I’m on probation. Next week I get to call court and meet with the public defender. I don't know if I get to go home. Judge Cooperman, last time she looked at me carefully at who I am. I hope they send me to placement. But they may send me to Vision Quest or St. Gabe’s or to do 9-12 up the Pic, which is adult jail cause I turn 18 in two months. Or they might send me out of county. Assaulting an officer is not a misdemeanor. But knowing the path I was on, I could be six feet under; you live and you learn.

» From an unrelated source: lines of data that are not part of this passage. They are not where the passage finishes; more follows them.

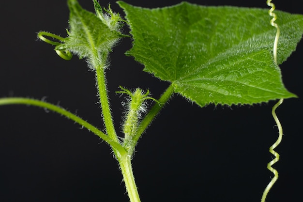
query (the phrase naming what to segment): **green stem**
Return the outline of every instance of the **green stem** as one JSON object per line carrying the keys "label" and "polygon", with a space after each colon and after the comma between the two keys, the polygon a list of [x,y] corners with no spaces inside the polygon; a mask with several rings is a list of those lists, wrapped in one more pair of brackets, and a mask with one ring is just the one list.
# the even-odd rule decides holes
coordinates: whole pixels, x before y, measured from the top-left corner
{"label": "green stem", "polygon": [[114,141],[111,138],[87,122],[62,108],[45,101],[33,99],[23,97],[0,98],[0,105],[20,104],[40,107],[57,112],[59,114],[72,120],[80,125],[83,125],[83,127],[99,136],[101,139],[105,141],[106,142],[109,144],[114,149],[119,151],[119,153],[121,154],[126,153],[125,150],[120,144]]}
{"label": "green stem", "polygon": [[174,93],[175,87],[172,84],[167,89],[164,93],[161,95],[158,102],[155,103],[154,105],[152,108],[149,113],[145,116],[143,120],[142,120],[140,126],[138,127],[138,130],[135,137],[134,138],[134,142],[135,145],[136,144],[136,142],[144,132],[146,128],[151,124],[155,117],[160,112],[160,110],[163,108],[165,104],[168,101]]}
{"label": "green stem", "polygon": [[124,155],[118,158],[130,202],[140,202],[132,169],[131,157]]}
{"label": "green stem", "polygon": [[[96,69],[97,85],[98,86],[99,97],[106,131],[107,135],[110,138],[117,142],[118,142],[119,140],[116,133],[116,130],[115,130],[110,108],[109,107],[109,102],[108,101],[105,78],[105,70],[106,66],[107,56],[107,53],[104,53],[102,56],[102,58],[101,59],[101,62],[100,63],[97,62],[93,62],[93,63],[95,64],[94,67]],[[98,61],[98,59],[96,60],[95,61]]]}

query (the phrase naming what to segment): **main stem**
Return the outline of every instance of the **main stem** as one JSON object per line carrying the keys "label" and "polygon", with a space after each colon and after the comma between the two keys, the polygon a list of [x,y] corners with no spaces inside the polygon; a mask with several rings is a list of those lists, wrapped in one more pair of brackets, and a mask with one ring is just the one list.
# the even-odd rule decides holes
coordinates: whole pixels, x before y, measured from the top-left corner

Cops can get away with shit. An African American male, we’re all getting made to be the most aggressive of all races. We fall into our own stereotype. The way we keep it real, we think, is not really keeping it real for yourself but catching a body or selling drugs. That's the wrong way to go. Everybody from YES will be in the courtroom, I hope. My mom relapsed with dippers a week ago. It’s part of being a man that I can handle the situation better now. To try to help my little brother who is too young to understand. To help my grandmother who said, "Yeah, I got scared for you." And I’m trying to help Mr. Little, my friend here, and trying to put him in AA. I can’t even come back here, they cut funding for RYP (Runaway Youth Program) kids would come here in the middle of the night but no more. I accepted that at 9 or 10 I was going to be incarcerated. They call me gang affiliated, but I’m with Murder Society, which is making and understanding the revolution, deciding to aim for early retirement.

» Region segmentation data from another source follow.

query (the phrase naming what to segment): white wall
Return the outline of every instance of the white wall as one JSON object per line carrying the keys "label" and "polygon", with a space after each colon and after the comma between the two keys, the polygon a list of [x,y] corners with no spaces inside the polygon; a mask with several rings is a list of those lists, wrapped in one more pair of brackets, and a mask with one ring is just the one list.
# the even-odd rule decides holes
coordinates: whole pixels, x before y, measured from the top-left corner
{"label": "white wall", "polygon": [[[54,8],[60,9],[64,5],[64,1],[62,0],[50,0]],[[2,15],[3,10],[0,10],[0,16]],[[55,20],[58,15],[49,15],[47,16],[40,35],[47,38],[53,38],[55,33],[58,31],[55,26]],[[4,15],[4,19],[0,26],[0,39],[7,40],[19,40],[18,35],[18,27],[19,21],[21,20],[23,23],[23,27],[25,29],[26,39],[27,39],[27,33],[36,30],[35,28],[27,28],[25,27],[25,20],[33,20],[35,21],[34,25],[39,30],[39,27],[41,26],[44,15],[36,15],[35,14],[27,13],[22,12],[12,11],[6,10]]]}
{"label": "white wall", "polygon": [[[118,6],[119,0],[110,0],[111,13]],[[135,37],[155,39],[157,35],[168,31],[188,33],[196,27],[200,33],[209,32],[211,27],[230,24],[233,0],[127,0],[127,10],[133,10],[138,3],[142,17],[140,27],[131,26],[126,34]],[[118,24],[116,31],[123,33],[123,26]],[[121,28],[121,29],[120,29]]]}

Cops can get away with shit. An African American male, we’re all getting made to be the most aggressive of all races. We fall into our own stereotype.

You don't need nobody to get yourself together, I’m all me from the muscle (heart). Murderer was almost who I was, now I’m someone different. When I came back to court I saw the look of disappointment on their face--it was real. If Cooperman looks at me and says send him up, I can’t blame her. When I took that first punch, it changed everything. My streets came on. Now I’m taking anger management. There is a 21-day limit on RYP. It’s not run through DHS. When I first came here there were 15 boys and 15 girls. Now there are 6 boys and 8 girls. When I assaulted the police officer and taken into custody I was glad. I was about to turn back to the streets and was looking for somebody to rob. My stomach was telling me one thing, but my mind was telling me another.